Résumons avec quelques exemples concrets du quotidien

  • Cuisine, plat brûlant : grosse brûlure avec cloque qui emplit presque toute la main, appelez le 15. La sécurité familiale, ça commence là.
  • Terrain de sport scolaire : entorse “spectaculaire”, mais la personne parle, peut respirer, 18.
  • Jardin : coupure profonde, saignement abondant malgré un tissu appuyé, 15.
  • Personne âgée chute dans la salle de bain, ne peut pas se relever, mais parle : 18.
  • Grosse suspicion d’intoxication (champignons dans l’assiette, produits ménagers avalés…) avec nausées, vomissements, confusion, douleurs : 15.

Rien de tout cela ne correspond à un “manque de réflexion”. On fait tous de notre mieux, on hésite parce qu’on veut bien faire. C’est normal, et c’est pour cela qu’une piqûre de rappel, concrète, fait du bien.

Ce qu’on retient pour mieux réagir et protéger

  • Le 15, c’est la détresse vitale, le conseil médical immédiat.
  • Le 18, c’est l’accident, la technique, le sauvetage, le transport.
  • Le 112 fonctionne aussi : il redirige et rassure, partout en Europe.
  • Mieux vaut “trop appeler” que pas assez. Les équipes préfèrent avoir un doute à lever, que de découvrir une urgence passée sous silence.

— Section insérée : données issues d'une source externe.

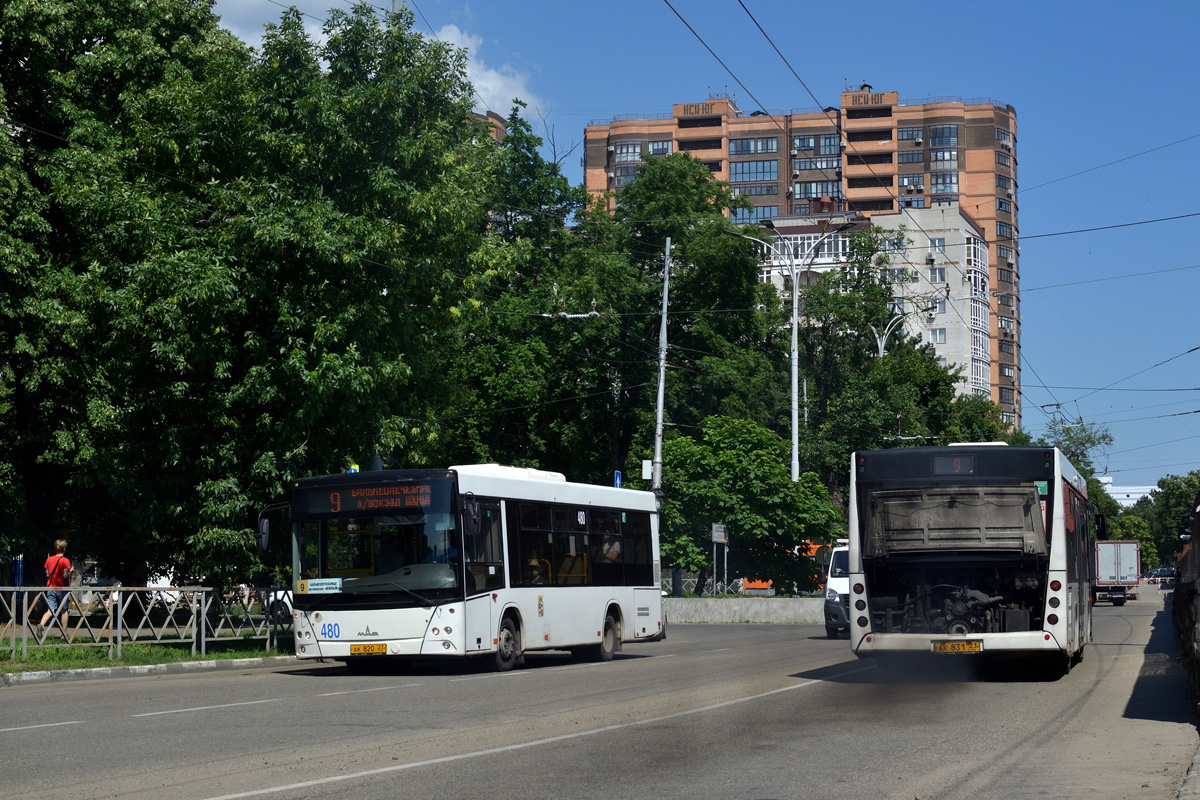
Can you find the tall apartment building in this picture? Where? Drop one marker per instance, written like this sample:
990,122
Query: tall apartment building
874,156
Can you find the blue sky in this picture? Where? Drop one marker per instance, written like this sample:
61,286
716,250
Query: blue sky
1108,142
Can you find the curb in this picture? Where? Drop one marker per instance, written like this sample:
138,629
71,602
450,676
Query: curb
175,668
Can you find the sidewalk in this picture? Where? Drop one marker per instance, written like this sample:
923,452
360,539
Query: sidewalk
177,668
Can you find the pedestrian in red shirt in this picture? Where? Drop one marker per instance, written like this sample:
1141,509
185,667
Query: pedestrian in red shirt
57,567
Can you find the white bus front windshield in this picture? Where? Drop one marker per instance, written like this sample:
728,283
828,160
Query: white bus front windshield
413,554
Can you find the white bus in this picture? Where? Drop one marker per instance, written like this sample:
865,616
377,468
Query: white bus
979,549
480,560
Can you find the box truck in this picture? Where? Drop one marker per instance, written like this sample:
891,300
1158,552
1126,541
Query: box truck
1117,570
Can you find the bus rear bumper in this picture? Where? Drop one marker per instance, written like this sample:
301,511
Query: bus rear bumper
868,644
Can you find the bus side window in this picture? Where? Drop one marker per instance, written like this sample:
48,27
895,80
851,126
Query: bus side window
485,552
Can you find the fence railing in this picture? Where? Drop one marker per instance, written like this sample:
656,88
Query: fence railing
112,617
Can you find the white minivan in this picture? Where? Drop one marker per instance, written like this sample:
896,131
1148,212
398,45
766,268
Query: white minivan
838,590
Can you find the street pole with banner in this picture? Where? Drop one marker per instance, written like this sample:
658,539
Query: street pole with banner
720,537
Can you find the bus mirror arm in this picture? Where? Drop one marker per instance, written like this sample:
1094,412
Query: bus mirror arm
263,534
471,515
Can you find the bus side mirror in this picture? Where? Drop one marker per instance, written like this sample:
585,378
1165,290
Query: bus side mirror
471,516
264,533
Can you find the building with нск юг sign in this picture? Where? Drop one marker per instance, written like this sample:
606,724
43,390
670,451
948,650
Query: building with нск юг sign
873,155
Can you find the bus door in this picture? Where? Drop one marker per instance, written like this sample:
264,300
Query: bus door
485,575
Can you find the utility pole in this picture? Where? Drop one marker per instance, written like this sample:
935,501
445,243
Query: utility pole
657,468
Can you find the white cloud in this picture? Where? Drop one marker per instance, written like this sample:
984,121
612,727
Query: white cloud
495,86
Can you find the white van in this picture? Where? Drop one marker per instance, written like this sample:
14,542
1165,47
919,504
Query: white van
838,590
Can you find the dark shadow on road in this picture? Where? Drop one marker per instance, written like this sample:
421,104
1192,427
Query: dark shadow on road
1161,692
922,668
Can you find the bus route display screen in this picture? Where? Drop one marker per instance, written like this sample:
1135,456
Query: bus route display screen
953,464
379,498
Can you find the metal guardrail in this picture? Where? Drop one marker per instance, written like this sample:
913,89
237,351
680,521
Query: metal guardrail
111,617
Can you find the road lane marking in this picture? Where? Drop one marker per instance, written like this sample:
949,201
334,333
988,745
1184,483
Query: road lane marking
526,745
204,708
47,725
358,691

Si vous lisez ces lignes, vous êtes déjà acteur du secours autour de vous. Vous savez que quelques secondes comptent. Et il ne s’agit pas de perfection, mais de progresser ensemble, pas à pas.

Ce savoir, c’est aussi utile dans la rue que dans votre salon. En l’apprenant, on devient ce témoin qui change la donne, ce parent qui rassure, ce collègue qui agit vite.

Nous pouvons tous faire la différence – même si on n’a pas la blouse d’un médecin ou l’uniforme d’un pompier. Merci de faire ce choix d’apprendre, et de veiller sur ceux qui vous entourent.